Google a des activités de recherche internet mais aussi de e-commerce, de système d'exploitation mobile, de robotique, d'intelligence artificielle, de santé, etc.

Google a des activités de recherche internet mais aussi de e-commerce, de système d'exploitation mobile, de robotique, d'intelligence artificielle, de santé, etc. - Will Marlow - Flickr - CC

La Commission européenne attaque frontalement Google sur la concurrence. Mais pour l'éditorialiste Nicolas Doze, l'entreprise est tellement puissante que nul Etat ou institution ne peut la faire plier.

L'Europe sonne la charge contre Google. La Commission européenne a dévoilé mercredi ses accusations à l'encontre du géant de la Silicon Valley. Selon Bruxelles, son moteur de recherche et son système d'exploitation mobile, Android, se seraient rendus coupables d'abus de position dominante. Le groupe, qui fait aussi de la vente en ligne, aurait biaisé les résultats de son moteur de recherche pour promouvoir ses propres services.
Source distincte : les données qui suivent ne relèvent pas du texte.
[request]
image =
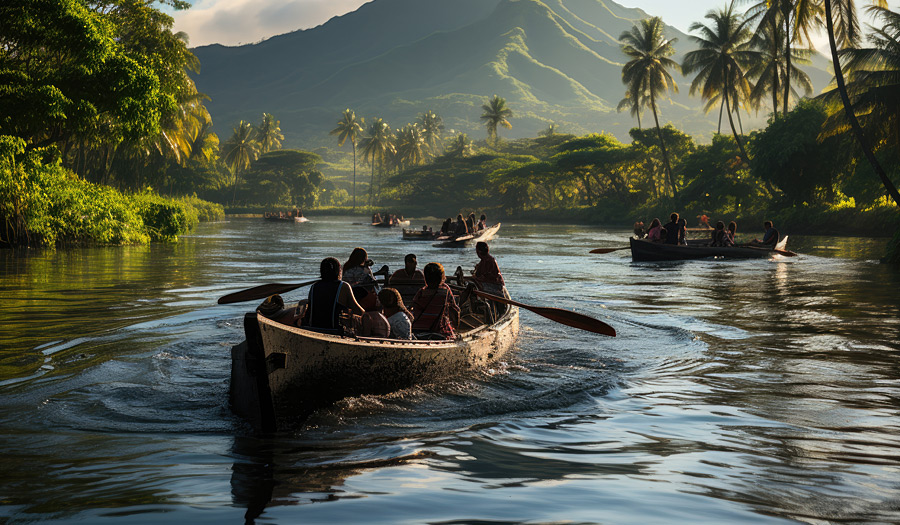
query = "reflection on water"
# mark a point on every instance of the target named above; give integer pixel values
(737, 391)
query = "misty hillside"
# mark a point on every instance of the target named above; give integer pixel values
(555, 61)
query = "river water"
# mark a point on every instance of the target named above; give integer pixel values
(736, 392)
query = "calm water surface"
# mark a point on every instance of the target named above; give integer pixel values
(737, 391)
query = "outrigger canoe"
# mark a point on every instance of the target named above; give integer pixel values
(279, 372)
(644, 250)
(463, 240)
(275, 218)
(419, 235)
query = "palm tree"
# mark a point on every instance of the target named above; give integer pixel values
(721, 61)
(496, 113)
(432, 128)
(648, 70)
(268, 134)
(460, 147)
(349, 127)
(411, 145)
(846, 29)
(376, 145)
(240, 150)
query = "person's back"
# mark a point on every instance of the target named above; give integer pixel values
(432, 305)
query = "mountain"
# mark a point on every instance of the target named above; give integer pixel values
(555, 61)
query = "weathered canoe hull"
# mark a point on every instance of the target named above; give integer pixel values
(484, 235)
(280, 371)
(642, 250)
(419, 235)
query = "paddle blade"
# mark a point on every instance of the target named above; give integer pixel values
(260, 292)
(608, 250)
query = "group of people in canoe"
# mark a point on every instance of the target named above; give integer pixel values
(463, 225)
(389, 219)
(348, 300)
(284, 214)
(674, 232)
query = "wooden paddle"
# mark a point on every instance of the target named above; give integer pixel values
(608, 250)
(566, 317)
(261, 292)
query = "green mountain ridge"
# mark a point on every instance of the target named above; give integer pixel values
(555, 61)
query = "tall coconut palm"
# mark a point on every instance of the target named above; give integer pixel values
(635, 101)
(795, 20)
(648, 71)
(432, 127)
(721, 61)
(349, 128)
(268, 134)
(411, 146)
(843, 25)
(494, 114)
(377, 144)
(240, 150)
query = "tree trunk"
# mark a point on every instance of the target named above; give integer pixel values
(354, 174)
(737, 138)
(662, 146)
(848, 109)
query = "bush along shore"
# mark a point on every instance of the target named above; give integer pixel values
(43, 204)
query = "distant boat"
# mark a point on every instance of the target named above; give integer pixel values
(276, 218)
(463, 240)
(644, 250)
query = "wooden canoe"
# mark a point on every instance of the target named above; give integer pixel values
(644, 250)
(464, 240)
(419, 235)
(280, 371)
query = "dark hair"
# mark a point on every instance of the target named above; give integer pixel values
(434, 274)
(330, 269)
(357, 258)
(391, 297)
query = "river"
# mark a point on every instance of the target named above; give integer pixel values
(759, 391)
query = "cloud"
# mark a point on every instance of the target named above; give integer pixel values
(233, 22)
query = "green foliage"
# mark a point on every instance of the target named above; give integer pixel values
(789, 155)
(43, 204)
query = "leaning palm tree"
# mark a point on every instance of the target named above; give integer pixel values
(349, 127)
(648, 71)
(844, 27)
(240, 150)
(432, 128)
(268, 134)
(411, 146)
(376, 146)
(721, 60)
(495, 113)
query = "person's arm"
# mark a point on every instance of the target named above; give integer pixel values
(346, 298)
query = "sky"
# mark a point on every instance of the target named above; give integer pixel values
(235, 22)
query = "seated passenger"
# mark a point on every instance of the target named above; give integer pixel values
(398, 317)
(770, 238)
(407, 280)
(329, 298)
(461, 228)
(434, 305)
(358, 273)
(672, 230)
(654, 233)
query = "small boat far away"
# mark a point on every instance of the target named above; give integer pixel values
(463, 240)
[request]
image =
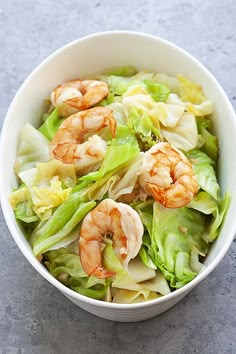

Le groupe va devoir maintenant répondre à la Commission, et si ses arguments ne sont pas convaincants, il pourrait se voir réclamer une amende jusqu'à 10% de son chiffre d'affaires, soit 6 milliards d'euros.

Il aura fallu cinq ans d'enquête de la Commission pour en arriver là. Le président américain, Barack Obama, avait commenté l'enquête de Bruxelles en estimant que l'Europe tente d'empêcher les champions américains d'internet d'opérer chez elle parce qu'elle n'a pas réussi à créer ses propres géants. Il avait même lâché dans une interview donnée en février qu'internet appartenait à l'Amérique.

Google extrêmement généreux avec Barack Obama?

Pourtant, les autorités antitrust américaines se sont elles aussi penchées sur le cas du conglomérat de la Silicon Valley, pour exactement les mêmes raisons que Bruxelles: que Google mettrait en avant ses produits, comme ses comparateurs pour Google shopping.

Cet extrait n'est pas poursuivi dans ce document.